In a thinly veiled reference to President Donald J. Trump, former President Bill Clinton unleashed a warning against the rising “nationalism” he sees across the globe.

“People who claim to want the nation-state are actually trying to have a pan-national movement to institutionalize separatism and division within borders all over the world,” Clinton said during a speech at the liberal Brookings Institution in Washington, D.C., Politico reported.

“It’s like we’re all having an identity crisis at once — and it is an inevitable consequence of the economic and social changes that have occurred at an increasingly rapid pace,” Clinton added.

With his first major public appearance since his wife lost her second bid for the White House, Clinton lamented the “us vs. them” attitude he sees in the world.

Clinton asked his audience to consider the two choices the “us vs. them” sentiment fosters, asking, “Are we going to live in an us and them world, or a world that we live in together? If you got that, in every age and time, the challenges we face can be resolved in a way to keep us going forward instead of taking us to the edge of destruction.”

The ex-president’s comments are clearly aimed at Donald Trump, though Clinton didn’t utter Trump’s name during the event. Critics of President Trump have accused him of pushing a policy of “nationalism.”

These statements may not be surprising from a figure who has called for wide open borders.

On that terrible day in 2001 that radical Muslim terrorists launched the most devastating attack on the U.S.A. in history, Bill Clinton was in Australia giving a speech before a group of businessmen.

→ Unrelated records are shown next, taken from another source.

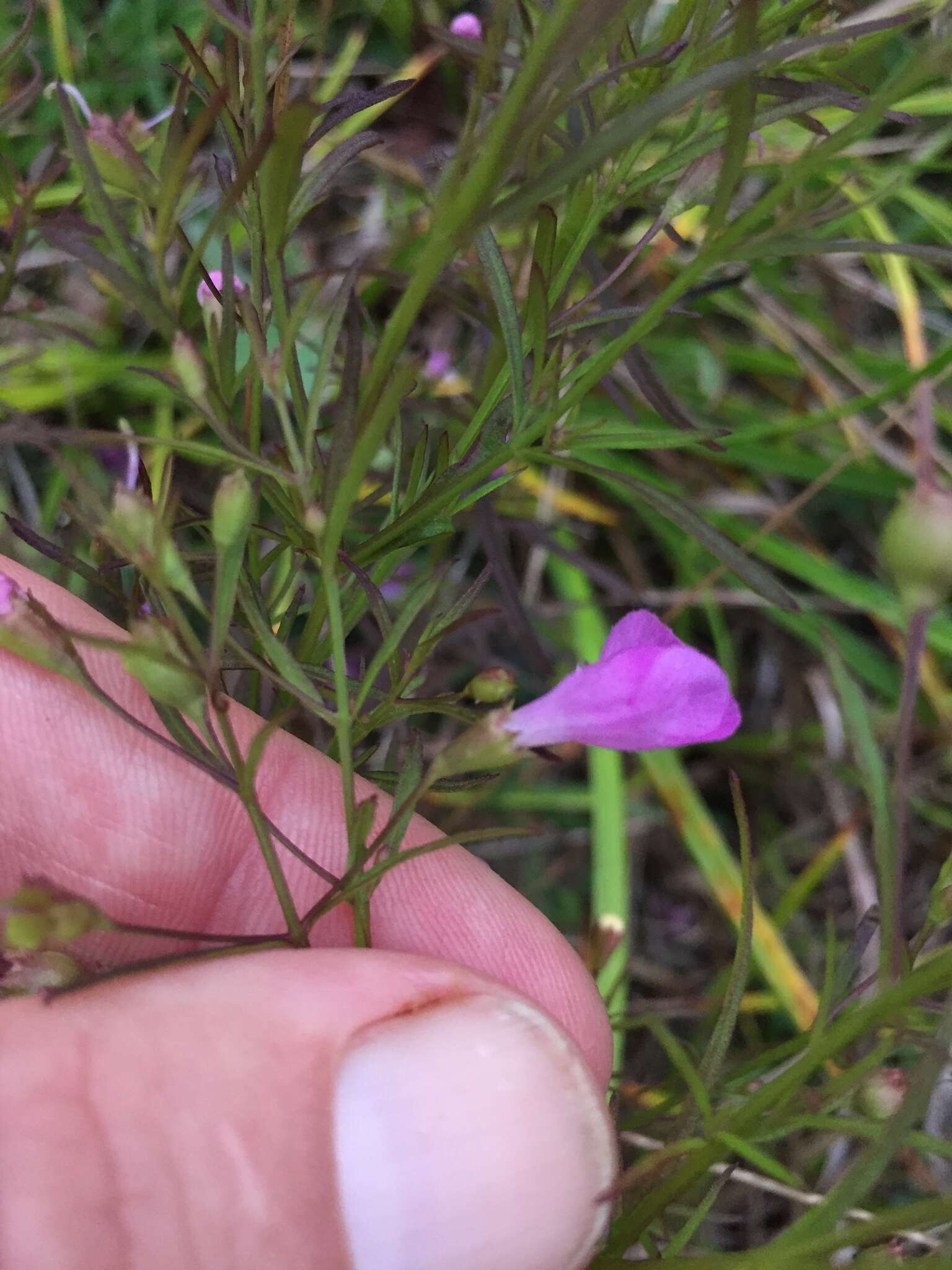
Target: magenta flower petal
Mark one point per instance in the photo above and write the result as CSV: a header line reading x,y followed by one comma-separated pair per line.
x,y
206,296
640,629
648,691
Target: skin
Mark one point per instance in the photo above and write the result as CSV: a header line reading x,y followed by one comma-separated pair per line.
x,y
113,1100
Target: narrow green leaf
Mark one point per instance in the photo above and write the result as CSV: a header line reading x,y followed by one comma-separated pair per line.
x,y
759,1158
103,208
282,168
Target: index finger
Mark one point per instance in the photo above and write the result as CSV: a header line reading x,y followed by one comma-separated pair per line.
x,y
102,809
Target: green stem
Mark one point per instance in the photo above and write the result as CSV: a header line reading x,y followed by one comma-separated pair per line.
x,y
260,827
345,739
611,882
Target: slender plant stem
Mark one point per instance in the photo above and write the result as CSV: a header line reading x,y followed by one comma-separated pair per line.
x,y
915,647
259,824
345,738
611,881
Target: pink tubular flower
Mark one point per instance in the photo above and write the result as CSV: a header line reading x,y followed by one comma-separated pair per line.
x,y
646,691
206,296
467,25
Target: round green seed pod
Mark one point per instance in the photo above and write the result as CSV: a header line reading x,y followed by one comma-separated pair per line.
x,y
915,549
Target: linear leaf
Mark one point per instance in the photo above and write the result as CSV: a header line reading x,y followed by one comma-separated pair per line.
x,y
501,291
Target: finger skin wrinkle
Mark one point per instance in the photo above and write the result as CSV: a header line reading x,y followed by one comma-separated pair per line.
x,y
61,1191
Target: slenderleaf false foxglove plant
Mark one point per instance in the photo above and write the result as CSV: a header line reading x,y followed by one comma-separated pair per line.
x,y
646,691
467,25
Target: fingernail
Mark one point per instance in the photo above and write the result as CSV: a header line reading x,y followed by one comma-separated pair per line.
x,y
470,1134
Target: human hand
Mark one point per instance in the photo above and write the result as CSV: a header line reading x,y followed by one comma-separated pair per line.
x,y
392,1109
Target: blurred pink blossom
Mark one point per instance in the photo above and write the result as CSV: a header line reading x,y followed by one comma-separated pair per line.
x,y
467,25
206,296
646,691
9,591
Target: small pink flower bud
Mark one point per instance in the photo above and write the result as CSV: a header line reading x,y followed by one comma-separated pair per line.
x,y
646,691
467,25
206,296
9,592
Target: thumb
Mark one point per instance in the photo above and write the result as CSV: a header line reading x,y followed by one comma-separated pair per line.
x,y
311,1110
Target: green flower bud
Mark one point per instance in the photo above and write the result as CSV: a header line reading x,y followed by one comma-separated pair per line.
x,y
25,930
483,747
155,659
136,530
315,521
231,511
133,522
915,549
40,913
491,686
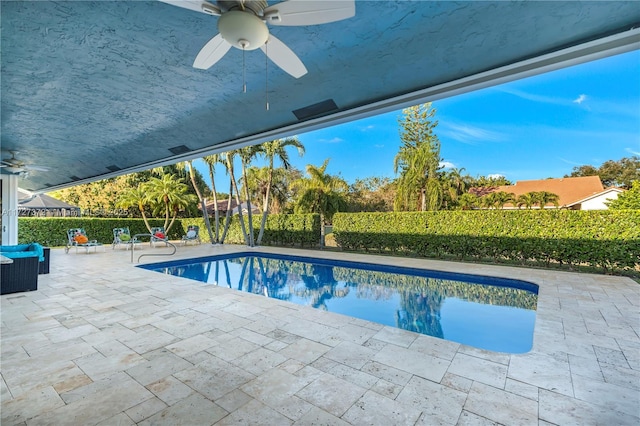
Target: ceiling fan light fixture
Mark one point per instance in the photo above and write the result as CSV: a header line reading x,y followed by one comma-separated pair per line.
x,y
243,30
14,169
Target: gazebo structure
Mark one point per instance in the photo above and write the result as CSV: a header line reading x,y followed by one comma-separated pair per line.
x,y
43,205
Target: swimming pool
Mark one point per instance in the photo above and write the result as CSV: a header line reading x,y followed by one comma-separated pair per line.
x,y
491,313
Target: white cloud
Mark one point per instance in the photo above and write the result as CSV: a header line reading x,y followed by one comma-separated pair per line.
x,y
533,97
580,99
469,134
334,140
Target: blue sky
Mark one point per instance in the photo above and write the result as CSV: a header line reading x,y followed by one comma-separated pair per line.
x,y
534,128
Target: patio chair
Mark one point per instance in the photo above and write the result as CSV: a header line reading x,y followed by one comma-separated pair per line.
x,y
122,236
193,234
77,237
158,235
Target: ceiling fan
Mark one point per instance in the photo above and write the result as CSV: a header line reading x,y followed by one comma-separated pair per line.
x,y
15,166
243,24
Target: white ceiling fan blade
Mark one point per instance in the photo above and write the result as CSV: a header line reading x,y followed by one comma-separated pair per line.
x,y
293,13
36,168
284,57
196,5
211,53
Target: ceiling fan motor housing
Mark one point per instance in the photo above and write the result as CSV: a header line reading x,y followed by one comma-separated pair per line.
x,y
243,30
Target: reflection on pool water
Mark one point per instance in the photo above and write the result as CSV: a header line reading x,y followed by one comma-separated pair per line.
x,y
491,313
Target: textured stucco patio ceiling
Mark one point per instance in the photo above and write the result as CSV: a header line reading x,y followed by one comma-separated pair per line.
x,y
97,89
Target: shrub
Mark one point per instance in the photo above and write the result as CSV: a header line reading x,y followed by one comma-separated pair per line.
x,y
602,239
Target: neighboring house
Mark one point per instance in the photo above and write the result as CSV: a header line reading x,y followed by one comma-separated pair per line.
x,y
222,208
576,193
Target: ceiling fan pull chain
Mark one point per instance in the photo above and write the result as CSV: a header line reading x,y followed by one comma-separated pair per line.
x,y
266,74
244,80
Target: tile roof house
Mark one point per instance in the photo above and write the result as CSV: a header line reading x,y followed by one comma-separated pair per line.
x,y
576,193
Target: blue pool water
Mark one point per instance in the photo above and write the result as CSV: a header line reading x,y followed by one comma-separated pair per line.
x,y
491,313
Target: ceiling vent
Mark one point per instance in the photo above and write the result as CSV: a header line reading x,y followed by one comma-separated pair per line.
x,y
180,149
315,110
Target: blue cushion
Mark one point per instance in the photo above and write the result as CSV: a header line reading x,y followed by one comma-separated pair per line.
x,y
17,247
23,250
19,254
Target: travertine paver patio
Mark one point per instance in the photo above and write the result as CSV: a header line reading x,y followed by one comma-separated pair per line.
x,y
103,342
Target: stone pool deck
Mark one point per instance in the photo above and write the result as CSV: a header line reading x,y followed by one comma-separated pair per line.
x,y
103,342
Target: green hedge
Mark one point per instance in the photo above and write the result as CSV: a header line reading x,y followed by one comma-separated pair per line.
x,y
280,230
52,231
604,239
296,229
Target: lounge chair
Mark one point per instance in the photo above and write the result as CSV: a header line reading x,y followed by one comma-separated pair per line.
x,y
193,234
77,238
158,235
122,236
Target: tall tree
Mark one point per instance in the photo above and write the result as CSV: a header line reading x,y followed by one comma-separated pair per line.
x,y
272,150
619,173
136,197
247,154
418,160
211,161
454,184
468,201
321,193
229,158
201,200
168,195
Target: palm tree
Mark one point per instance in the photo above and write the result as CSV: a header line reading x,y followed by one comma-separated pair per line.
x,y
321,193
247,154
498,199
418,160
201,201
229,158
170,195
136,196
211,161
271,150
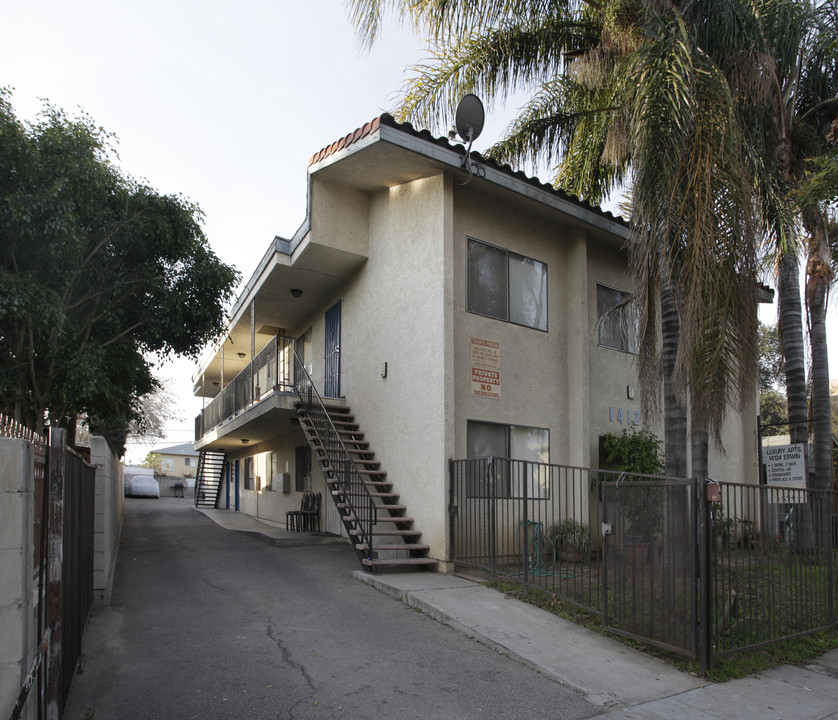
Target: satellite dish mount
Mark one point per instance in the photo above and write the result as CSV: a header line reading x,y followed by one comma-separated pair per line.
x,y
469,121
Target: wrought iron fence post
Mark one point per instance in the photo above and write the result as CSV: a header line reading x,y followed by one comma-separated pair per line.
x,y
55,561
526,514
705,565
490,500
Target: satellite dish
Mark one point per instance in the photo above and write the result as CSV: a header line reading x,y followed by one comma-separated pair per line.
x,y
470,118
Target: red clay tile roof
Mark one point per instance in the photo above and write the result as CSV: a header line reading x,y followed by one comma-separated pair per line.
x,y
388,120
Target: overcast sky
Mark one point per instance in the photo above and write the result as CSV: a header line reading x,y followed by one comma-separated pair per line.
x,y
221,102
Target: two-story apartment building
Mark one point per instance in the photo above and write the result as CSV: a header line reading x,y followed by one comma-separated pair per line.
x,y
453,307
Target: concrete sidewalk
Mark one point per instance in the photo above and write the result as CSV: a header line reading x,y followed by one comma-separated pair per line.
x,y
624,682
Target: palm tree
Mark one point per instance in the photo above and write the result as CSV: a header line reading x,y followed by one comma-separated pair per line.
x,y
623,94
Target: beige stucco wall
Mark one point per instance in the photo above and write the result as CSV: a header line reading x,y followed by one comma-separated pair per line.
x,y
405,306
543,383
108,516
395,312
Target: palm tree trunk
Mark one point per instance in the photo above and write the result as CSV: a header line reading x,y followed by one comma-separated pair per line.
x,y
791,336
819,275
675,414
675,524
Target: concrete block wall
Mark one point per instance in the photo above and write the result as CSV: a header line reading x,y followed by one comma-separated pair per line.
x,y
108,517
17,622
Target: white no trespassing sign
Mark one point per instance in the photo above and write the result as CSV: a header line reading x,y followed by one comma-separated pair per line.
x,y
785,466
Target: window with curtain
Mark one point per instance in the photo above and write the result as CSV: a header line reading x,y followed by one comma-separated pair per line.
x,y
506,286
618,320
511,443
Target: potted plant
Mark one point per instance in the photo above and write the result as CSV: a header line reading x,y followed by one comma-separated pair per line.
x,y
572,539
723,527
635,454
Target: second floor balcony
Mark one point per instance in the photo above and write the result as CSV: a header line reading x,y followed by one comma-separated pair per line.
x,y
255,404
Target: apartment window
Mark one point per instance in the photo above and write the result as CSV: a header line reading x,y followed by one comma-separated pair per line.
x,y
618,320
506,286
302,479
248,473
512,443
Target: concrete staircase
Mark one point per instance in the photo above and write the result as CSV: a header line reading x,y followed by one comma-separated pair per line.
x,y
382,533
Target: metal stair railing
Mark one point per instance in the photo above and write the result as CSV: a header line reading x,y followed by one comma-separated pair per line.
x,y
209,462
349,478
199,477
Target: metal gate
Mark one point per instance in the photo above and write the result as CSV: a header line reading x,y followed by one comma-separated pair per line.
x,y
650,573
331,384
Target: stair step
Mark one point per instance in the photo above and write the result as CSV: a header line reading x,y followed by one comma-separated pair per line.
x,y
394,532
396,508
394,546
366,483
378,495
361,471
396,563
356,444
380,519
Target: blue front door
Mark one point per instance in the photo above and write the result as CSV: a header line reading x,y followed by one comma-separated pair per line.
x,y
331,384
236,481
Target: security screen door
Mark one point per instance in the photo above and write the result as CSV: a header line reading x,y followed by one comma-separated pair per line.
x,y
331,385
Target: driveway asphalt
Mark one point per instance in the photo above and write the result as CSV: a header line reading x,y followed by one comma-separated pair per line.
x,y
609,678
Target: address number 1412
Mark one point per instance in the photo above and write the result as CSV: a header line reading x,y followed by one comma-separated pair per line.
x,y
630,417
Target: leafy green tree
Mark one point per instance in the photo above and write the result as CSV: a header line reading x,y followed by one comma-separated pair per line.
x,y
96,272
705,110
622,93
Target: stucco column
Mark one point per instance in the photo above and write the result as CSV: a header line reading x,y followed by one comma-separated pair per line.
x,y
16,561
577,319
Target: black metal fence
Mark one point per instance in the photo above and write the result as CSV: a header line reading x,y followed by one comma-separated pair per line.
x,y
77,572
657,558
271,370
773,564
63,487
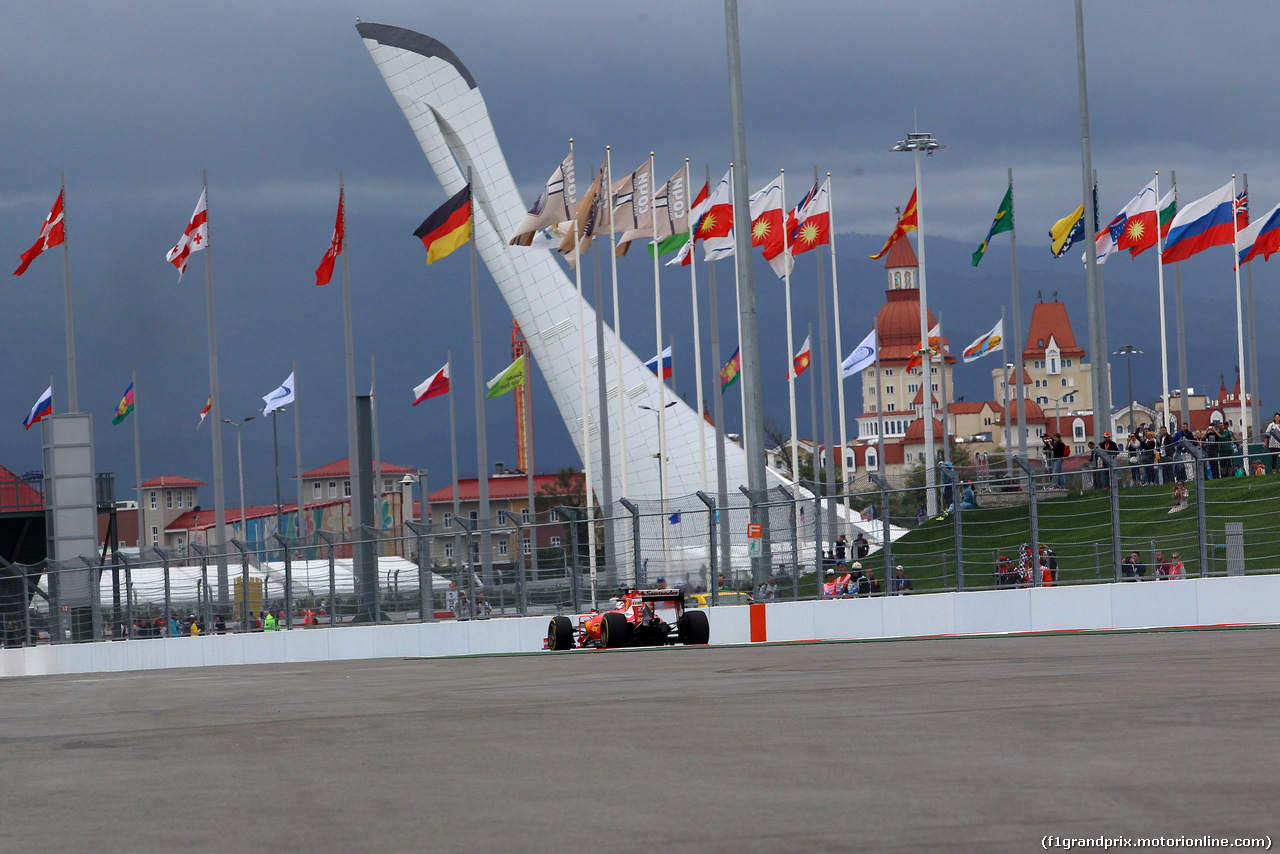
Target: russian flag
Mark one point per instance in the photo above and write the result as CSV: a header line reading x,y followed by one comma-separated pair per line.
x,y
42,407
1260,238
666,364
1203,223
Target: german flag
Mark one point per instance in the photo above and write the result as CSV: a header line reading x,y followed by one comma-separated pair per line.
x,y
448,228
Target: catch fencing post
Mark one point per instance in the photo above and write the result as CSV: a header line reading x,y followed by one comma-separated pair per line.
x,y
333,576
288,583
711,526
1033,517
425,593
1114,479
639,580
886,540
1201,511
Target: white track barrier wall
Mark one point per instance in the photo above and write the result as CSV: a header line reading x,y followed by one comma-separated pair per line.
x,y
1151,604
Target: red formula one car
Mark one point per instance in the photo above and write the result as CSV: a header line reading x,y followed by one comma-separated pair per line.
x,y
644,619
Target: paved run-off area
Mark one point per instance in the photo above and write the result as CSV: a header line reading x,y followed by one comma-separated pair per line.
x,y
973,743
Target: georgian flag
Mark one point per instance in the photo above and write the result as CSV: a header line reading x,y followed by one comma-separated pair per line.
x,y
195,238
51,234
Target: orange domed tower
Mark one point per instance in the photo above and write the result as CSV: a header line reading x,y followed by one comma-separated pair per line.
x,y
899,328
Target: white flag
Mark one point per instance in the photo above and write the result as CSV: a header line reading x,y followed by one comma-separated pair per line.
x,y
280,397
862,357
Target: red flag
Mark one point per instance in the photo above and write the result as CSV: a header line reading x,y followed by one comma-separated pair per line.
x,y
192,240
435,384
325,270
908,222
51,234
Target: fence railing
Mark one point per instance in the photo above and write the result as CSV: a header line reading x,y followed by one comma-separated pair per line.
x,y
1002,525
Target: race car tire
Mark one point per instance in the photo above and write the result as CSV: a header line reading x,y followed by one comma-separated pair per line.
x,y
560,634
615,630
694,629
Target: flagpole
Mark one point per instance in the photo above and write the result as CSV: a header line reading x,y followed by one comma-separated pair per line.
x,y
352,451
300,525
1164,330
698,341
717,403
137,456
791,351
216,411
1018,333
478,387
73,405
583,400
840,356
1184,403
378,455
662,383
453,457
1239,332
617,337
824,365
1255,405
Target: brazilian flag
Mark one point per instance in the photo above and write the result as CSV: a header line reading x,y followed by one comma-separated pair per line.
x,y
1004,222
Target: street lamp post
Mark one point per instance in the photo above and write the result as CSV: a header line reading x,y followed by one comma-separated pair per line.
x,y
240,461
915,144
1129,351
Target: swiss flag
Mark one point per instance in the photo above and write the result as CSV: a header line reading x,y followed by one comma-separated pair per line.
x,y
809,224
195,238
435,384
51,234
325,270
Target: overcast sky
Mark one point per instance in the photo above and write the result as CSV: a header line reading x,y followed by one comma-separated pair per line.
x,y
131,100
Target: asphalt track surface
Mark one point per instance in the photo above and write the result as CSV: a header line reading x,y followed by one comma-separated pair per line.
x,y
952,744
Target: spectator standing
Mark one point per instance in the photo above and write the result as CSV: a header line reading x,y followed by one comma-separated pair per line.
x,y
1272,442
1133,569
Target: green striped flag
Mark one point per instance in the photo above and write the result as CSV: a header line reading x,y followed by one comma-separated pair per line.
x,y
1004,222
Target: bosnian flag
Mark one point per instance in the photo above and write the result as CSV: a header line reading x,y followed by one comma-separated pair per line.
x,y
809,223
767,227
987,343
434,386
53,233
192,240
1260,238
1201,224
42,407
801,360
666,364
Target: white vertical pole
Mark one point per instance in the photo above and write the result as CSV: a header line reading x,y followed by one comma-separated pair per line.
x,y
581,378
1164,334
698,342
617,334
1239,334
791,350
840,355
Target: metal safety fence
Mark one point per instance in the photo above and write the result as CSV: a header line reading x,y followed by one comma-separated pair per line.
x,y
1006,523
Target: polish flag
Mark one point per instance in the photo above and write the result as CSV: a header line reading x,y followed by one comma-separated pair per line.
x,y
434,386
195,238
325,270
51,234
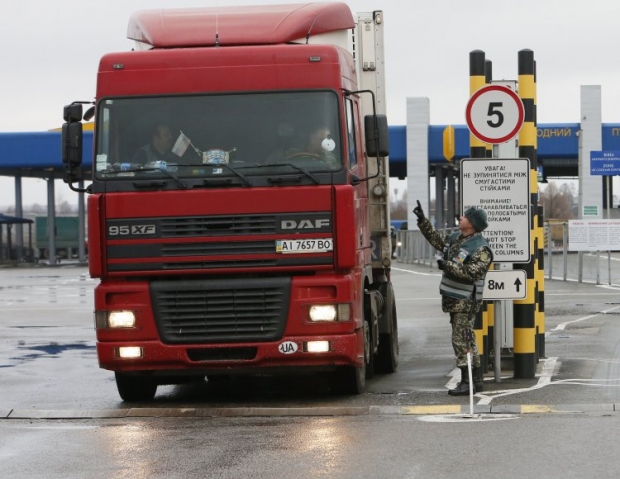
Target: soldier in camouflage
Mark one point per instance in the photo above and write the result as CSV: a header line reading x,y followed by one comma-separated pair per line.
x,y
465,260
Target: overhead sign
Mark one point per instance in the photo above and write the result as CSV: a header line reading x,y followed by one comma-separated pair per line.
x,y
593,235
494,114
605,163
502,188
506,284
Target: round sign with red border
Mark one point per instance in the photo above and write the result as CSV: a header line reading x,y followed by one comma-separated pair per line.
x,y
494,114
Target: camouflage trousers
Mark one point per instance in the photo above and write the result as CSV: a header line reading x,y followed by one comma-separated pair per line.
x,y
463,338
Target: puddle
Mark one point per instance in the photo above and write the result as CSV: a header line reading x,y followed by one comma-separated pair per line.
x,y
51,350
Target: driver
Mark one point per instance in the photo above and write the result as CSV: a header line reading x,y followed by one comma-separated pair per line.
x,y
319,145
159,149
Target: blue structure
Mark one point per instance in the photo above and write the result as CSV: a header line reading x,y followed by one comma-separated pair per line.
x,y
38,154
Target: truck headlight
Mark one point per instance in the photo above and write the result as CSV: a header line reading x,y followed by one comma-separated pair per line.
x,y
129,352
115,319
330,312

In comments made only ten hours before the towers fell in New York, Bill Clinton said he felt the wold would be a better place if there were no national borders.

According to someone with knowledge of the former president’s speech, Clinton said he believes “the world will be a better place if all borders are eliminated – from a trade perspective, from the viewpoint of economic development and in welcoming [the free movement of] people from other cultures and countries.”